An amazing bronze fountain in the form of a tree with serpents entwined on it which spouted water from their mouths.

A bunny ..and the famous statue of a peeing Hercules.....


Up to 16,000 people died in the few minutes it took for the town to be engulfed in a nuee ardente eruption. The people did not suffer - the details are available online if you care to look for them. Martinique suffered the same fate in modern times. (see HERE)

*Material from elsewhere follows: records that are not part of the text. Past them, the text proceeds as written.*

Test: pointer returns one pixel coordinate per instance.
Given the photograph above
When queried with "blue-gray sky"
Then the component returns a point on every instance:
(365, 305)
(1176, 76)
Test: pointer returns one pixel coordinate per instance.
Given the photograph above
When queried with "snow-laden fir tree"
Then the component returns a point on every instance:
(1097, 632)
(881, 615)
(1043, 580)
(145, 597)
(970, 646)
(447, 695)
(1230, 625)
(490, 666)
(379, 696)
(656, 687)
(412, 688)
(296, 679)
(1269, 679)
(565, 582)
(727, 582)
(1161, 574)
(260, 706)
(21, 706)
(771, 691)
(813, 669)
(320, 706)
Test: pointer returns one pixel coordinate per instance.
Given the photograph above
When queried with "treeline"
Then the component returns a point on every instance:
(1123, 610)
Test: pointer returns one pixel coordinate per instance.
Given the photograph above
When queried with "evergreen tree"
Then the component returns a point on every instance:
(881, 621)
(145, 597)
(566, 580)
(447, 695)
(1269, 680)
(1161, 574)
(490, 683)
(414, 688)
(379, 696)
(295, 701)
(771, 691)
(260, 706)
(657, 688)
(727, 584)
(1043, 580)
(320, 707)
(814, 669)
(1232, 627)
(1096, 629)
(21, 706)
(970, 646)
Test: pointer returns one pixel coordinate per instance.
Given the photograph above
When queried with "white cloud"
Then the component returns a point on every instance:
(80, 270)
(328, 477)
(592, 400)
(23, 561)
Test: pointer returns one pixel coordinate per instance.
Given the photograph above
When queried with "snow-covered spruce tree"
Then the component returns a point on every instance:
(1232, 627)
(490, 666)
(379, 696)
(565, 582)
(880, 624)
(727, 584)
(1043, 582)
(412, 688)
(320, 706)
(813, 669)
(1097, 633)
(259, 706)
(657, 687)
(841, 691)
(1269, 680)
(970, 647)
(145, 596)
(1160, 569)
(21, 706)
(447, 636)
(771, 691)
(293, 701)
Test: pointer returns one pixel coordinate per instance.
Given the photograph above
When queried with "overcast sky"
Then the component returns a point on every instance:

The exhibition includes some of the famous casts of hollows in the ash made in the nineteenth century which revealed the forms of some of the dead citizens. These are quite moving when one sees them in reality. Even more poignant are skeletons from the more recent discoveries made in a boathouse on the foreshore of Pompeii where many people died hiding from the ashfall. The skeletons of huddled townsfolk, a soldier in his military equipment and a mother with her children are pretty tough to see even though one knows they died 2000 years ago. I did not photograph any of these because it felt rather trivialising to do so.
A gravestone showing an earlier earthquake


Pliny the Elder was the uncle of the author of the famous correspondance. P the E wrote the famous encyclopedia of natural history - which included human achievements - as well as many other works now lost to us. The exhibition has a nice projected video presentation which shows how the eruptions happened and repeats the long-since debunked (150 years..), but romantic, story that P the E, who was prefect of the fleet at Misenum, led a valiant rescue mission across the bay of Naples to Pompeii but was overwhelmed by the eruption.

Pliny to the rescue! (with oars and sails together...)

All the exhibits are staged in areas made to look like the interiors of Pompei, the harbourside, in the streets of the town or even under the descending ash cloud. All very atmospheric.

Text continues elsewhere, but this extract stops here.